The above happens in a parallelized fashion. When M and N are large, Redis accomplishes the above much more efficiently than SQL queries. Is there some way to do this using an embeddable Java library that is a bit more lightweight than starting a Redis server?
I recognize that it's possible to write a pile of code using Java's concurrency libraries that would roughly approximate this (and to some extent, I have done that), but that's not exactly what I'm looking for here.
Have a look at project voldemort . It's an distributed key-value store created by Linked-In, and it supports the ability to be embedded.
In the quick start guide is a small example of running the server embedded vs. stand-alone.
VoldemortConfig config = VoldemortConfig.loadFromEnvironmentVariable();
VoldemortServer server = new VoldemortServer(config);
server.start();
I don't know much about Redis, so I can't compare them feature to feature. In the project we used Voldemort, we used it's readonly backing store with great results. It allowed us to "precompile" a bi-daily database in our processing data-center and "ship it" out to edge data-centers. That way each edge data-center had a local copy of it's dataset.

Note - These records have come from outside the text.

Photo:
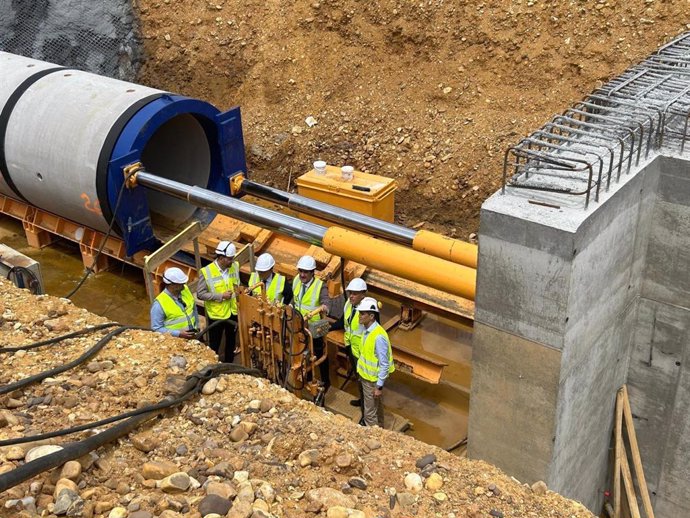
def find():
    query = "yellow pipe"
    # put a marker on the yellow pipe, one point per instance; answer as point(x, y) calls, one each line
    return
point(403, 262)
point(445, 247)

EDIT: After rereading your question, I wanted to add Gauva's Table -- This Table DataStructure may also be something your looking for and is simlar to what you get with many no-sql databases.
Hazelcast provides a number of distributed data structure implementations which can be used as a pure Java alternative to Redis' services. You could then ship a single "jar" with all required dependencies to run your application. You may have to adjust for the slightly different primitives relative to Redis in your own application.
Commercial solutions in this space include Teracotta's Enterprise Ehcache and Oracle Coherence.
Take a look at lmdb (Lightning Memory Database), because I needed exactly the same thing. I deploy a dropwizard application into a container, and adding redis or another external dependancy is painful. This seems to perform well, has good activity. fyi, though, i have not yet used this in production.
https://github.com/lmdbjava/lmdbjava
Google's Guava Library provides friendly versions of the same (and more) Set operators that redis provides.
https://code.google.com/p/guava-libraries/wiki/CollectionUtilitiesExplained
e.g.
Guava Redis
Sets.intersection(a,b) sinter a b
a.count() scard a
Sets.difference(a,b) sdiff a b
Sets.union(a,b) sunion a b
Multisets are a reasonably straightforward proxy for redis sorted-sets as well.